SuperBeagle · 04/07/2017 05:41

Be That's like Australia, only religion outside of school is minimal too.

I find it surprising (and disconcerting) that religion seems to be a part of school life in general in the UK. It has no place in public schools here.

I think adherence to Christianity dropped by 10% between 2011 and 2016, which is quite amazing.

RaskolnikovsGarret · 04/07/2017 05:48

I'm British, but agree that people here do criticise Americans/American behaviour too much. If baby showers here are OTT, that's our fault, not America from where the idea came. There are a lot of good things about the US (not Donald of course) such as people's positivity, and I think people here are too quick to sneer. And we don't do it about other countries. It feels wrong to me.

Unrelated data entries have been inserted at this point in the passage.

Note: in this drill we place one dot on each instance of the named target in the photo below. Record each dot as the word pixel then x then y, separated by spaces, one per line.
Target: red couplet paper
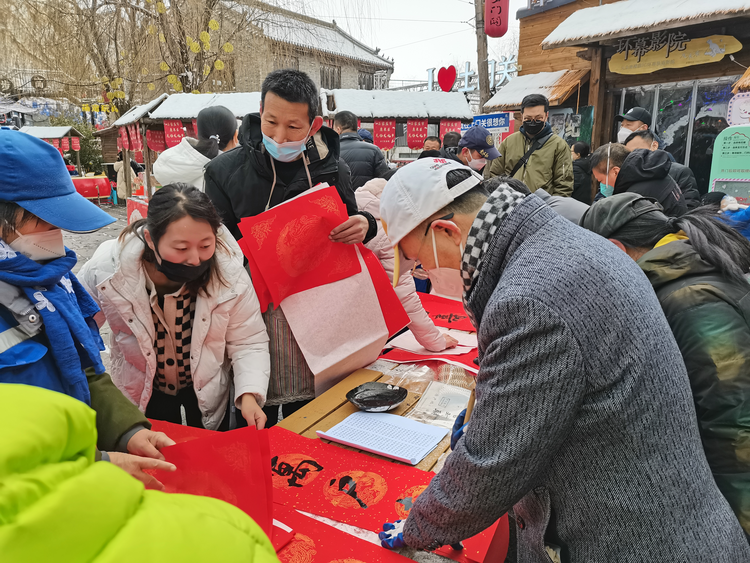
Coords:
pixel 317 542
pixel 416 131
pixel 448 125
pixel 446 313
pixel 228 466
pixel 290 248
pixel 384 133
pixel 173 132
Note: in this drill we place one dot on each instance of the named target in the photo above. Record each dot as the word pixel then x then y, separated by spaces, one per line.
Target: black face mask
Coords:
pixel 533 127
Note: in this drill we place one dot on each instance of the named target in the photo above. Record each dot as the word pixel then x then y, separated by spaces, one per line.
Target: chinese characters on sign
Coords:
pixel 659 40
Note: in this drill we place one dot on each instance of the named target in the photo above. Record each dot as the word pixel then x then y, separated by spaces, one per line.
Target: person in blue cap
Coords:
pixel 475 148
pixel 48 336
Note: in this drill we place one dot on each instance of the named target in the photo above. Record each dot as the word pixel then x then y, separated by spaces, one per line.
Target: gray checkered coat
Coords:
pixel 584 421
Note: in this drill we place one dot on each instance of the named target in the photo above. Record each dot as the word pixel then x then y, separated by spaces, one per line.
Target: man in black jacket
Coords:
pixel 284 151
pixel 679 172
pixel 642 172
pixel 364 160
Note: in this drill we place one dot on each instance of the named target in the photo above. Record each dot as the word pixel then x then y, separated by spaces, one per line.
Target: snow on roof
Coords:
pixel 187 106
pixel 381 104
pixel 49 132
pixel 137 112
pixel 630 17
pixel 556 86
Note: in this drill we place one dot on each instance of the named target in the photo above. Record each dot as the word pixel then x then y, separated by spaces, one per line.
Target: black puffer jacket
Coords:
pixel 364 160
pixel 239 181
pixel 582 180
pixel 646 173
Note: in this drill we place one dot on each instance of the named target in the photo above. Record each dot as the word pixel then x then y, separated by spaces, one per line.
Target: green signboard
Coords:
pixel 730 167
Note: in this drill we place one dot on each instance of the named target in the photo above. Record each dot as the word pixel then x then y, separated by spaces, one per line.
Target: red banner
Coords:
pixel 416 131
pixel 384 133
pixel 173 132
pixel 496 15
pixel 124 141
pixel 155 140
pixel 447 125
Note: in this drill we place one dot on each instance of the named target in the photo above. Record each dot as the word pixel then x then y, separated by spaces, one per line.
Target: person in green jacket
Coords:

strikealight · 04/07/2017 06:14

Sorry about all the US bashing - Happy 4th of July.
Your current president is a dick but either your constitution or simply the passage of time for his 4 year term will get rid of him for you.
We are stuck with Brexit .

SquinkiesRule · 04/07/2017 08:05

Happy 4th Grin
I love the US, I've lived more of my life there than in the UK.
I loved the schools my children went to in the small town we lived in.
I enjoyed many baby showers none of which involved entrance fees or were OTT at all.
I loved how fit I was and how healthily we ate in California. Four years in here in UK and I'm having trouble shifting weight due to all the deliciousness of pastry, cakes and sweets. bloody chocolate biscuits
I didn't like how many guns were around. However I was happy the older kids had gun safety and were taught to use them at high school by the local sheriffs department. It gave them a very healthy respect for them and they have never wanted to "play" with them out of curiosity.
Theres tons more but lots to do here.

SenecaFalls · 04/07/2017 14:27

I don't know how prevalent the Pledge of Allegiance is in schools these days, but I do know that by law children can't be required to recite it.